FCU|Carbon Markets

Learn the market types, carbon registries, and developers.

Carbon registries & markets

Because carbon offsets are purchased by another entity to compensate for emissions made elsewhere, all carbon offsets must be real, additional, verifiable, permanent, and enforceable. More details can be found on FCU’s carbon program basics page.

The rules for these criteria are set by detailed protocols created by independent carbon registries.

These registries monitor and supervise the listing, reporting, verification, and tracking of carbon offsets. The protocols or guidelines are specific for each project type – so each registry will have a specific protocol for Increased Forest Management (IFM), afforestation/reforestation, and avoided conversation, as well as many others for other project types outside of forestry.

Additionally, the protocols for IFM for one registry may well be different than the protocol for IFM for a different registry. The most common registries are the American Carbon Registry (ACR), Climate Action Reserve (CAR), Verified Carbon Standard (Verra) and the Gold Standard.

Voluntary Carbon Markets

For the private sector, Voluntary Carbon Markets (VCMs) are a valuable tool to tackle climate change in fact for the first time in 2021 annual trading of carbon credits exceeded $1 billion. With that much capital exchanging hands, it is no surprise that the market is complex and comes with many nuances.


Voluntary carbon markets allow carbon emitters to offset their unavoidable emissions by purchasing carbon credits emitted by projects targeted at removing or reducing GHG from the atmosphere.

Carbon Offsets
– Carbon offsets are tradeable instruments that allow companies and countries to compensate those hard-to-abate emissions by investing in projects which avoid or remove emissions from the atmosphere elsewhere

Each credit – which corresponds to one metric ton of reduced, avoided or removed CO2 or equivalent GHG – can be used by a company or an individual to compensate for the emission of one ton of CO2 or equivalent gases. When a credit is used for this purpose, it becomes an offset. It is moved to a register for retired credits, or retirements, and it is no longer tradable.
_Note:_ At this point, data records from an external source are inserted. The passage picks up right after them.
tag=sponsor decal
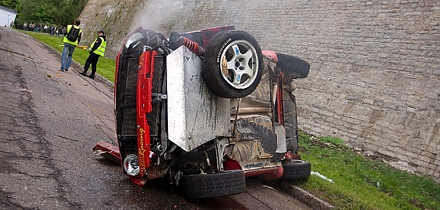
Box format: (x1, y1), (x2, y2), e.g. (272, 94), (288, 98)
(138, 127), (146, 170)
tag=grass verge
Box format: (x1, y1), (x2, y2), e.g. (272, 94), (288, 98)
(20, 29), (440, 210)
(294, 132), (440, 210)
(21, 30), (116, 82)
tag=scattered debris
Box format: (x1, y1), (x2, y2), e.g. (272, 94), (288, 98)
(311, 171), (334, 183)
(262, 185), (276, 191)
(16, 88), (32, 93)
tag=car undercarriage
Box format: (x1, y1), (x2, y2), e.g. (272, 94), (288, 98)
(93, 26), (311, 198)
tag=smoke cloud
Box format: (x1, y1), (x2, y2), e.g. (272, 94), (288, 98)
(130, 0), (198, 36)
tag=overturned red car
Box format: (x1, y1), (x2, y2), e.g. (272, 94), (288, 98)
(94, 26), (311, 198)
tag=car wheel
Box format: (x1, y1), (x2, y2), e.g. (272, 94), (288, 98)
(281, 160), (311, 180)
(284, 99), (299, 153)
(276, 53), (310, 80)
(178, 170), (246, 198)
(202, 30), (263, 98)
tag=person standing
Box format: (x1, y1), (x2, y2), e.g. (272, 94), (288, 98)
(60, 20), (82, 72)
(80, 30), (107, 79)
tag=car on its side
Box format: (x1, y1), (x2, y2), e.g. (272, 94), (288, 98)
(94, 26), (311, 198)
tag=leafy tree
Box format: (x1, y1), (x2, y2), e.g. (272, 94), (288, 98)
(18, 0), (57, 24)
(2, 0), (88, 28)
(0, 0), (19, 9)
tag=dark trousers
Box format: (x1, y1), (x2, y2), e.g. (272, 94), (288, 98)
(84, 53), (100, 75)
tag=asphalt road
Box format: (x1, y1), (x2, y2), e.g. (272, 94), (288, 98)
(0, 26), (312, 210)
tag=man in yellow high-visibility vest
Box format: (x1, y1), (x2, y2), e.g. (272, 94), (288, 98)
(80, 30), (107, 79)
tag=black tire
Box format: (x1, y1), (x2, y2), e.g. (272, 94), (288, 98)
(276, 53), (310, 80)
(178, 170), (246, 198)
(284, 99), (299, 153)
(281, 160), (311, 180)
(202, 30), (263, 98)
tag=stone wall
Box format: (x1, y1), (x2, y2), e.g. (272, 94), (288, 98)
(79, 0), (440, 181)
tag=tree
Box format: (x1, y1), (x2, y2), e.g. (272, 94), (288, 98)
(11, 0), (88, 27)
(0, 0), (19, 10)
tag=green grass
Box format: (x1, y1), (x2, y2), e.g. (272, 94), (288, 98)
(294, 132), (440, 210)
(20, 29), (440, 210)
(21, 30), (116, 82)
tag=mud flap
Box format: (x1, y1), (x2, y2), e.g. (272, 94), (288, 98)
(93, 141), (121, 164)
(274, 123), (287, 153)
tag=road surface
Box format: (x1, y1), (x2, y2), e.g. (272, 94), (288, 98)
(0, 26), (312, 210)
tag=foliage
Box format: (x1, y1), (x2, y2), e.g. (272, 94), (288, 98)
(0, 0), (88, 27)
(0, 0), (18, 9)
(295, 131), (440, 210)
(318, 135), (345, 147)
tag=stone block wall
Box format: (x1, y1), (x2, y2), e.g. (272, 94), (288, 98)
(79, 0), (440, 181)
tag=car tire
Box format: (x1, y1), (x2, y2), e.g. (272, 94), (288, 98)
(202, 30), (263, 98)
(276, 53), (310, 80)
(178, 170), (246, 198)
(281, 160), (311, 180)
(284, 99), (299, 153)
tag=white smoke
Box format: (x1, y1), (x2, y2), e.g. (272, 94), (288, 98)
(130, 0), (196, 36)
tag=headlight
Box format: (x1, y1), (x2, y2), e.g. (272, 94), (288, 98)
(123, 154), (140, 176)
(124, 32), (144, 49)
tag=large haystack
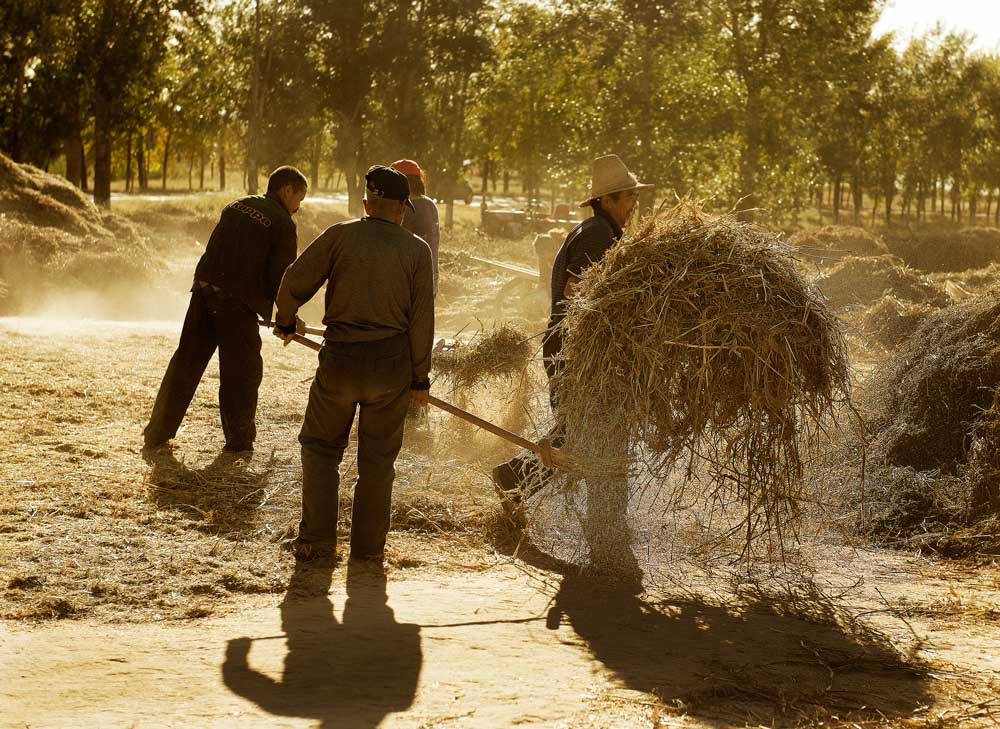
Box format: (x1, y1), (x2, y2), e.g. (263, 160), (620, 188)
(0, 154), (105, 236)
(0, 152), (161, 313)
(884, 226), (1000, 273)
(789, 225), (887, 262)
(553, 203), (850, 563)
(832, 294), (1000, 556)
(814, 255), (949, 309)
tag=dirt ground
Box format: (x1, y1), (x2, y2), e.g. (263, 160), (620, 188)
(2, 201), (1000, 727)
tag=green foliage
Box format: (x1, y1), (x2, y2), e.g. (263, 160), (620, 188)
(5, 0), (1000, 223)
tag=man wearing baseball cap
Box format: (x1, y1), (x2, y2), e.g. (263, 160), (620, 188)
(391, 159), (440, 292)
(272, 164), (435, 565)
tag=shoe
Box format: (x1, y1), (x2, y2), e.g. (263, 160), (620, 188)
(292, 540), (337, 564)
(349, 551), (384, 563)
(141, 438), (169, 452)
(223, 443), (254, 454)
(491, 465), (527, 530)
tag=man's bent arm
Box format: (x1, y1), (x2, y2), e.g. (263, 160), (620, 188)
(408, 247), (435, 386)
(274, 227), (338, 325)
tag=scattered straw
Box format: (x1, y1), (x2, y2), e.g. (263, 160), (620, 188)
(432, 323), (533, 389)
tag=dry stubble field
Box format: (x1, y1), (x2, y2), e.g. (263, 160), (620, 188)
(2, 200), (1000, 727)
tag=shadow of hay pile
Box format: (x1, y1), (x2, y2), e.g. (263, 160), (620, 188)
(548, 574), (931, 727)
(0, 151), (162, 313)
(827, 294), (1000, 558)
(815, 256), (950, 309)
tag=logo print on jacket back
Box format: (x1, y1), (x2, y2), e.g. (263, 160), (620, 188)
(227, 200), (272, 228)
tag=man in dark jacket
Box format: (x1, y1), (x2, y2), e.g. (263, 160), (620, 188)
(143, 166), (306, 453)
(273, 165), (434, 564)
(491, 155), (651, 576)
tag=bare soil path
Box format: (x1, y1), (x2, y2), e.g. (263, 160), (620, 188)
(4, 555), (1000, 728)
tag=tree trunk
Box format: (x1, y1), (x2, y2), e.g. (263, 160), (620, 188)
(199, 144), (205, 191)
(851, 173), (862, 225)
(246, 0), (262, 195)
(832, 175), (842, 224)
(187, 149), (194, 190)
(80, 143), (89, 193)
(480, 157), (489, 197)
(9, 60), (26, 162)
(218, 125), (226, 191)
(969, 187), (978, 225)
(503, 170), (510, 194)
(92, 94), (113, 209)
(125, 131), (134, 193)
(64, 127), (84, 189)
(930, 178), (937, 213)
(162, 128), (172, 191)
(736, 84), (763, 219)
(310, 132), (321, 190)
(136, 131), (147, 191)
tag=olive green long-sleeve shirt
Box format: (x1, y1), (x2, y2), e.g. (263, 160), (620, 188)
(275, 216), (435, 384)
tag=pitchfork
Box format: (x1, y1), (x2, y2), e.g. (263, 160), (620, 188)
(259, 322), (571, 470)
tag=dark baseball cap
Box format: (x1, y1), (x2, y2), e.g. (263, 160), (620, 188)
(365, 165), (415, 210)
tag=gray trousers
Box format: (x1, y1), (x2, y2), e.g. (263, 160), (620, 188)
(297, 333), (411, 558)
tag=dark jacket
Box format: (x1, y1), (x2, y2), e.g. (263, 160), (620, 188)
(275, 216), (435, 385)
(401, 195), (440, 288)
(192, 193), (297, 321)
(542, 205), (623, 366)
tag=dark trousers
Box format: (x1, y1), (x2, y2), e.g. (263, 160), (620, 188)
(143, 290), (262, 450)
(297, 333), (411, 558)
(494, 329), (563, 499)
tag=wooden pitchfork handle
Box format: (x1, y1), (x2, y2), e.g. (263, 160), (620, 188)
(273, 329), (572, 470)
(259, 319), (326, 338)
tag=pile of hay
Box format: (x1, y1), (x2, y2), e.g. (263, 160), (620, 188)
(0, 151), (161, 313)
(860, 297), (938, 350)
(884, 227), (1000, 273)
(831, 294), (1000, 557)
(814, 255), (949, 309)
(553, 203), (850, 563)
(789, 225), (887, 262)
(432, 324), (533, 389)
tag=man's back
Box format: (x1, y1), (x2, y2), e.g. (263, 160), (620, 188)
(194, 194), (297, 320)
(278, 216), (435, 381)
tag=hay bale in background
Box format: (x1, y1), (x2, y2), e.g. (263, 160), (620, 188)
(0, 153), (104, 236)
(829, 294), (1000, 556)
(814, 255), (949, 309)
(554, 203), (850, 564)
(883, 226), (1000, 273)
(789, 225), (888, 262)
(432, 324), (533, 389)
(860, 296), (937, 350)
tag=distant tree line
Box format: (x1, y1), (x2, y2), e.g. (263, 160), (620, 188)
(2, 0), (1000, 226)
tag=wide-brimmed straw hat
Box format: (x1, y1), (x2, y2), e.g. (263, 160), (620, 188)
(578, 154), (653, 208)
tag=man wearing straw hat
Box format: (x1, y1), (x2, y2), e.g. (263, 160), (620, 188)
(492, 154), (652, 577)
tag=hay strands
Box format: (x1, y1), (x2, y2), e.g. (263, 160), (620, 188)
(280, 331), (573, 470)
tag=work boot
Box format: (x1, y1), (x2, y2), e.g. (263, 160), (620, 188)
(491, 464), (527, 530)
(290, 539), (337, 565)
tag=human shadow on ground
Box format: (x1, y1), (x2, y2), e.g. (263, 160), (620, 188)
(221, 560), (422, 728)
(547, 573), (932, 727)
(141, 447), (275, 537)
With the increased urgency to spearhead climate strategies and the growing interest in Voluntary Carbon Markets (VCMs), it’s no wonder the market has experienced rapid growth over the past five years. In 2022, market value is expected to reach $2 B and predictions for 2030 reach $40 B.

Compliance Markets

Compliance markets arise when laws or regulations are enacted that limit or cap the quantity of GHG emissions people and firms can emit, such as cap-and-trade programs.

  • The emitters can either reduce GHGs emissions to the atmosphere or buy carbon credits from sellers who are sequestering GHGs from the atmosphere.
  • In the US, the main compliance market is the California cap and trade program administered by the California Air and Resource Board.

Types of Carbon Offset Projects

Examples of projects that produce carbon offsets credits are forest restoration, community-based projects (e.g. replacing stone fires with cookstoves), or renewable energy projects, such as building solar plants that replace coal-fired power plants.

There are two main categories of carbon offset projects. Avoidance projects, which elude releasing emissions like renewable energy. Besides, Removal projects, sequester carbon through reforestation or Direct Air Capture. Both types of projects are essential for humanity to achieve a net-zero future.

There are four participants in VCMs

Project Developers

Create the carbon offset project.

Standard Bodies

Review the projects against criteria and operate a registry to allow the issue and retirement of the carbon offsets.

Brokers

Provide advice and facilitate credit transactions between buyers and project developers.

End Users

Purchase the credits. They include corporates looking to achieve their net-zero commitments.